While all of the above productivities can easily compete with a greenhouse-operated 1000-l photobioreactor that conventionally used carbonate to deliver an average productivity of 55 mg/l/day Arthrospira biomass (Delrue et al. 2017), our method can also be evaluated in terms of carbon capture and utilization (CCU) technologies. At a volumetric flow rate of animal house exhaust air of 21.6 m3/day (15 l/min) with a routine absorption of 1200 ppm CO2 and 35 ppm NH3 and the density of CO2 and NH3 (1 ppm corresponds to 1.96 and 0.76 mg/m3, respectively), the prototype described here captures about 50 g/day and 576 mg/day of CO2 and NH3, respectively, which are absorbed in the liquid phase and eventually incorporated into the biomass. The reactor is operated with an energy input of about 11 kW/d (420 and 40 watts for lighting and pumps, respectively), to achieve the average productivity of about 20 g/day (0.14 g/l*day) of biomass, thus showing a current efficiency of about 550 Wh/g biomass. With regard to CCU, the CO2 consumption required for generating electrical energy must be included. According to statistical surveys of the German Federal Environmental Agency, about 420 g CO2 per kWh was needed for this in 2021 (Icha and Lauf 2022). Based on this figure, our pilot plant invests about 230 g CO2 in electrical energy to capture about 2.5 g waste CO2 and produce 1 g Arthrospira biomass. However, it must be taken into account that the CO2 balance would be significantly better if renewable energy sources, such as wind and solar power, were used to operate the reactor. In this respect, it was estimated that an efficiency of 3.5 Wh/g Spirulina biomass can be achieved with CO2-free generated light energy (Delrue et al. 2017). Furthermore, our approach brings the additional benefit from the sequestration of waste NH3, which would otherwise have to be purchased as bioavailable nitrogen for algae cultivation and remunerated as a pollutant emission of an agricultural plant.

Since both energy prices and financial returns for the biomass produced are subject to strong regional and temporal fluctuations, no estimate of the monetary balance can be made at this point. However, it should be emphasized that scaling up to larger reactor volumes would significantly improve the above estimates. For example, we assume that by increasing the pitch and number of turns of the helix, a tenfold increase in the reactor volume should be easily feasible, resulting in higher gas volume flows processed, better light utilization, and higher production efficiencies without significantly increasing the footprint. Similarly, other process parameters such as composition of culture media and microbial communities can be optimized in a variety of ways to improve bioproduction processes in the reactor and thus to create new opportunities for the production of value-added products from gaseous CO2 and NH3 waste emissions. We would also like to note that the aspect of economic efficiency of operating costs and additional capital investments, which was often critically questioned in the past, will be increasingly extended in the future to include the aspect of sustainability of the production processes due to climate change and the resulting problems. Here, the presented approach offers unique advantages, as the resource-saving production of microalgae is combined with the simultaneous sequestration of animal emissions.

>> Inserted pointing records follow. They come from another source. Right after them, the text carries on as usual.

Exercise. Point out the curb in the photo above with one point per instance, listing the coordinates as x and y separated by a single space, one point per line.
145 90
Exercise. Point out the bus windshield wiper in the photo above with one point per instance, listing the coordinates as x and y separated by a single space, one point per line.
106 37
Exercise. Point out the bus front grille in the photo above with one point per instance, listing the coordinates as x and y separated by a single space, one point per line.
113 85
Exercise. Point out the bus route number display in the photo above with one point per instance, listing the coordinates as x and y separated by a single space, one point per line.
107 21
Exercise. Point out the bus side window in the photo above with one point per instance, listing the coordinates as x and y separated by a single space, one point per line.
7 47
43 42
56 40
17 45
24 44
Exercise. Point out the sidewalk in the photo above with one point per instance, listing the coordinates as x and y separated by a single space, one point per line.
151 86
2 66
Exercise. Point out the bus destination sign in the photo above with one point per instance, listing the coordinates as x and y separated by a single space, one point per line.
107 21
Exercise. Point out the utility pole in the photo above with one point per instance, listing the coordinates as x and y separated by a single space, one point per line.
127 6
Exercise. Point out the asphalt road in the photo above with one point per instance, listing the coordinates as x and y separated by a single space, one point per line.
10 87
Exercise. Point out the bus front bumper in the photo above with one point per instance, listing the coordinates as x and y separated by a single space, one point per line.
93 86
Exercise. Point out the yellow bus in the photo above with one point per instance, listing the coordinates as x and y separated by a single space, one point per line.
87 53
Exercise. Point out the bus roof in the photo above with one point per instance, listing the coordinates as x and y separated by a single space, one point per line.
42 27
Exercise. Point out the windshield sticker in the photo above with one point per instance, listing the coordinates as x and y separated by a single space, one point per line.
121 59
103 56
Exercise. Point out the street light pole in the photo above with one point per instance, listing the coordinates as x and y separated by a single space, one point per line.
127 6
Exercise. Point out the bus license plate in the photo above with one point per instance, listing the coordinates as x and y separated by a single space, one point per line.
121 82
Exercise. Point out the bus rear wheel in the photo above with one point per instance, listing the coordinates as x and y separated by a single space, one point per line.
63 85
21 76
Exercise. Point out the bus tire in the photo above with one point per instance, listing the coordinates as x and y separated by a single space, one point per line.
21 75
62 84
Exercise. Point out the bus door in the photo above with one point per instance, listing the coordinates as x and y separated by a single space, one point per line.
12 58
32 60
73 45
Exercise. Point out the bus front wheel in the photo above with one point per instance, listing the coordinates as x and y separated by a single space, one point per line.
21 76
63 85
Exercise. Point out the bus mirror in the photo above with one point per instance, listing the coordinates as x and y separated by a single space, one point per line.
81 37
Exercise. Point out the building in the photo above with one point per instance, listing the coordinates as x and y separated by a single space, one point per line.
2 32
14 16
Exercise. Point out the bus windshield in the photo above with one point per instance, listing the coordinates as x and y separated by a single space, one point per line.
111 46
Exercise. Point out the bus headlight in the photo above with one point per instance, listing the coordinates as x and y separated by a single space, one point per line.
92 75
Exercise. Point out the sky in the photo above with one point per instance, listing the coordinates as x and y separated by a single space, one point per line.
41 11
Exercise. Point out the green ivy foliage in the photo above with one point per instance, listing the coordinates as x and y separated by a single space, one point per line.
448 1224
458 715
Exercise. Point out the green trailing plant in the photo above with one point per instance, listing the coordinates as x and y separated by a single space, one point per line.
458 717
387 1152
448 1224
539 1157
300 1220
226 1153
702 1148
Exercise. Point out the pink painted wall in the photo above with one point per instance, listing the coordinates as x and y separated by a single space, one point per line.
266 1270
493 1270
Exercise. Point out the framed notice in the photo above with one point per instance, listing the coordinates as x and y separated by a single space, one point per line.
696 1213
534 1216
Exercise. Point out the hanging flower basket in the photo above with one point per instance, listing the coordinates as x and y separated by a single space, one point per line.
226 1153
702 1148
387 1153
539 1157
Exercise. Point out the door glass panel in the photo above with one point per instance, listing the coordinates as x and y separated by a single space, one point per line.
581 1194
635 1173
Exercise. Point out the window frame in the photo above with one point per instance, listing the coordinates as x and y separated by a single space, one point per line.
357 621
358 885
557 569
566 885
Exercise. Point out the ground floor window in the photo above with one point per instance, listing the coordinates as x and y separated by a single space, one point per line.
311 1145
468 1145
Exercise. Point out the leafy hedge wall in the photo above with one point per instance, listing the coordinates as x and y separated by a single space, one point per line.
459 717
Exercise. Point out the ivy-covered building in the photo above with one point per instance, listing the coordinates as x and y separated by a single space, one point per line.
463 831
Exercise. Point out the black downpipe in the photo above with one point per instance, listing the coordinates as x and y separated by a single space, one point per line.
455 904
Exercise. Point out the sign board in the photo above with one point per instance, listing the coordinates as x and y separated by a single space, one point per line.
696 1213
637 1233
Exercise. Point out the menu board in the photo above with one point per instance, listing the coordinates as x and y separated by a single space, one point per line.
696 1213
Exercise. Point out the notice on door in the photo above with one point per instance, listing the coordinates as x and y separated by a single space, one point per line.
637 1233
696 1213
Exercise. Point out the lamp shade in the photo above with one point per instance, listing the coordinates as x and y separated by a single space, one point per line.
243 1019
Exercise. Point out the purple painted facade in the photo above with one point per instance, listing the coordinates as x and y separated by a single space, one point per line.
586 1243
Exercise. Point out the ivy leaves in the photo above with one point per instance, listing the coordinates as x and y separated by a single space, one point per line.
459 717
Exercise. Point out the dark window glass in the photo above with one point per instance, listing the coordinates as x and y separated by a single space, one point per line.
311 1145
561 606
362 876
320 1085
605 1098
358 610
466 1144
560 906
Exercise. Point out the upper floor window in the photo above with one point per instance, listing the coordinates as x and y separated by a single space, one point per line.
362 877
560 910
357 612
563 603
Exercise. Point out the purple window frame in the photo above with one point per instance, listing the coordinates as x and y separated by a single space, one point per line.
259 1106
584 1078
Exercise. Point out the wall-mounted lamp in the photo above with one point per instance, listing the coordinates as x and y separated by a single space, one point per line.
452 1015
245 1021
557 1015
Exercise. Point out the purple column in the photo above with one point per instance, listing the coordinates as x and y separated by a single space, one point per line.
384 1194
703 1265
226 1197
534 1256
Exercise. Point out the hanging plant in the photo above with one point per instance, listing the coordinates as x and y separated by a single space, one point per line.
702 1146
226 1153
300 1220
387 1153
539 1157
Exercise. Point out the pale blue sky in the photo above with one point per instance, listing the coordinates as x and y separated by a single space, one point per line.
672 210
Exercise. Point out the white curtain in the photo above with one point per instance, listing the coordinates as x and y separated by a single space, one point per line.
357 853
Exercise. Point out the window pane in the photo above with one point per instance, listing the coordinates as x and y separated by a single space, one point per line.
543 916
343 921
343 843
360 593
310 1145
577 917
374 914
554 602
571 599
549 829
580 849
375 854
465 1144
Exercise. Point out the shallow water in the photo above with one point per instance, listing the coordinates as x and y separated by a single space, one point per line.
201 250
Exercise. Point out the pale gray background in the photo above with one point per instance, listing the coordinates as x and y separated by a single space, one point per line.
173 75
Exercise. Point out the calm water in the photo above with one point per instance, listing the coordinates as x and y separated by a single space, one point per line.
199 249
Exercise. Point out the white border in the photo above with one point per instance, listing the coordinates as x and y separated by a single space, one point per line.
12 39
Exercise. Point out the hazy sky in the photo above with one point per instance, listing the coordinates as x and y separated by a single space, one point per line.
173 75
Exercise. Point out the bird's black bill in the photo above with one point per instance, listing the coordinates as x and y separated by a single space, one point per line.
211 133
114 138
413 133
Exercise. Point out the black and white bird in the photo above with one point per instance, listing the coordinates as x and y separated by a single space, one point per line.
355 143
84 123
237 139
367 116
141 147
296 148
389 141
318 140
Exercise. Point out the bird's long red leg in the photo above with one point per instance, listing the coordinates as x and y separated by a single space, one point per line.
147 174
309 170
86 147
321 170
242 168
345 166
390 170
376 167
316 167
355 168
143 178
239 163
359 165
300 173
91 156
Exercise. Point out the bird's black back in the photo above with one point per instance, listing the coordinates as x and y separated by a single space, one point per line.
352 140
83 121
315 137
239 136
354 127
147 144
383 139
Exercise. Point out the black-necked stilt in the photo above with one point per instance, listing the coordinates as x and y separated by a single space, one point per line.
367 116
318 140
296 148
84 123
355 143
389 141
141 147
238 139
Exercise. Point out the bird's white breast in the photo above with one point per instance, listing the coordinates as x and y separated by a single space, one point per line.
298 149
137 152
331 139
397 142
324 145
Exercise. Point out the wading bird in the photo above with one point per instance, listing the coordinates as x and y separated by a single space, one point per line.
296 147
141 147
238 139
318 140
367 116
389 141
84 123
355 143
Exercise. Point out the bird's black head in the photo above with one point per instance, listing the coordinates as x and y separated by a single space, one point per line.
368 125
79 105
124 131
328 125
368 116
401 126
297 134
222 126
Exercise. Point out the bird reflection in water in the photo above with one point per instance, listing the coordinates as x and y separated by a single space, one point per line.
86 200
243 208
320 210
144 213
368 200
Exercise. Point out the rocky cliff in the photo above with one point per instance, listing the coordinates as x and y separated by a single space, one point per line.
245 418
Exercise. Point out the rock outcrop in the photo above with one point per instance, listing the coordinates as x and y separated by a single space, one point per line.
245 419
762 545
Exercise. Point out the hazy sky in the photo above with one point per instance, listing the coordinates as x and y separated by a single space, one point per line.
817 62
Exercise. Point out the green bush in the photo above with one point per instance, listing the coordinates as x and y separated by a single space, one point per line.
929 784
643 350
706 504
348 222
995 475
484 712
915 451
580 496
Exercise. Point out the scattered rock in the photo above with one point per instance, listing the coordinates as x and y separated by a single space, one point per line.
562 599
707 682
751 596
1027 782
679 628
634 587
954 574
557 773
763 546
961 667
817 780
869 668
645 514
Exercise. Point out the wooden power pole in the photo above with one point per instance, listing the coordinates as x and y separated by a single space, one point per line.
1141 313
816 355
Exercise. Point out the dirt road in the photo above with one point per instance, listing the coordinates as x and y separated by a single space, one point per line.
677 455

In conclusion, we presented the functional coupling of a photobioreactor with an animal house, enabling the production of biomass from agricultural emissions. While the use of microalgae cultivation to recycle nutrients from industrial emissions, such as flue gas, has been studied (Cheah et al. 2015; Kumar et al. 2011), the present work is, to the best of our knowledge, the first practical demonstration that this approach can also be used to recycle gaseous emissions from animal housing, paving the way for sustainable approaches to a circular economy in animal agriculture.